Der Titel der siebten Etüde »Galamb borong« evoziert eine imaginäre gamelanartige Musik, beheimatet auf einer fremden Insel, die auf keiner Landkarte zu finden ist. Für denjenigen, der ungarisch versteht, wird der Titel auch eine ganz andere Bedeutung haben, doch ist sie für die Eigenart der Musik irrelevant – wesentlich ist nur der Wortklang des Titels.

Die Musik selbst ist in einem »schräg äquidistantialen« Tonsystem komponiert. Die gängige Klavierstimmung lässt die zwölftönige und die sechstönige Äquidistantialität zu, nicht aber die fünftönige (wie im javanischen Slendro), deren Intervalle in der temperierten Stimmung unauffindbar sind. Nun habe ich jedoch eine andere Art von »Slendro-Klangwelt« ersonnen, die weder chromatisch noch diatonisch, aber auch nicht ganztönig ist: Sie ist in der üblichen temperierten Klavierstimmung versteckt vorhanden, wurde aber vor »Galamb borong« nicht zu Gehör gebracht.

»Fém« (Nr. 8)

Anders als bei der siebten Etüde ist der Titel der achten Etüde, das ungarische Wort »Fém«, nicht nur klanglich, sondern auch von seiner Bedeutung her für das Stück relevant. Die Musik hat einen metallisch-harten Charakter, harmonisch dominiert von der Quinte, aber auch von anderen Obertönen. »Fém« ist das ungarische Wort für »Metall«, doch hat es eine emotional intensivere Aura als das deutsche (französische, englische) Wort, denn in »fém« klingt »fény«, das ungarische Wort für »Licht« an. »Fém« hat für den Ungarisch Sprechenden einen helleren, leuchtenderen Klang als »Metall«.

»Vertige« (Nr. 9)

Eine meiner kompositorischen Intentionen ist die Erzeugung eines illusionären musikalischen Raumes, in dem sich das, was ursprünglich Zeit und Bewegung war, als etwas Zeitloses und Unbewegliches darstellt.
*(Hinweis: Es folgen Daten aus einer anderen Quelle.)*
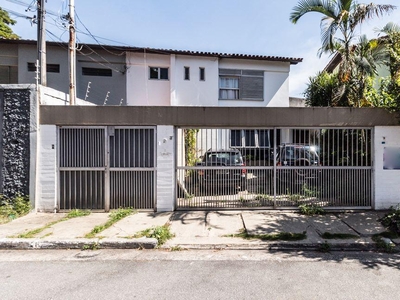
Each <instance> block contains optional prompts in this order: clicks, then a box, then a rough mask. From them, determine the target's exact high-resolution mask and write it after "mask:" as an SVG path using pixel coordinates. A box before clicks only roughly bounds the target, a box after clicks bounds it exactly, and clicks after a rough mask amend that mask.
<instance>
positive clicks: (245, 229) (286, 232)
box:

Die Grundidee der neunten Etüde ist ein ständiges Abgleiten und Einstürzen, wobei der zeitliche Vorgang eingefroren, das Einstürzen zu einem Zustand wird. Technisch bilden abwärts laufende chromatische Skalen die Basis des Stückes. Doch bevor noch ein solcher Lauf beendet ist, beginnt schon der nächste, sodass eine Interferenz von Wellenbewegungen entsteht – die einzelnen Wellen überschlagen sich. Die chromatischen Läufe sind zwar in sich regelmäßig, doch ergibt ihre Kombination, aufgrund der ständig wechselnden Einsatzabstände, ein chaotisches Muster. Unsere Wahrnehmung pendelt, wie bei einem Vexierbild, zwischen den Läufen als Bewegung und ihrer Interferenz als statischem Bild.

»Coloana infinită « (Nr. 14)

Der Titel »Coloana infinită« bezieht sich auf eine sehr hohe, säulenartige Skulptur des großen rumänischen Bildhauers Constantin Brâncuşi. Sie steht in der Stadt Târgu-Jiu im Südwesten der Karpaten.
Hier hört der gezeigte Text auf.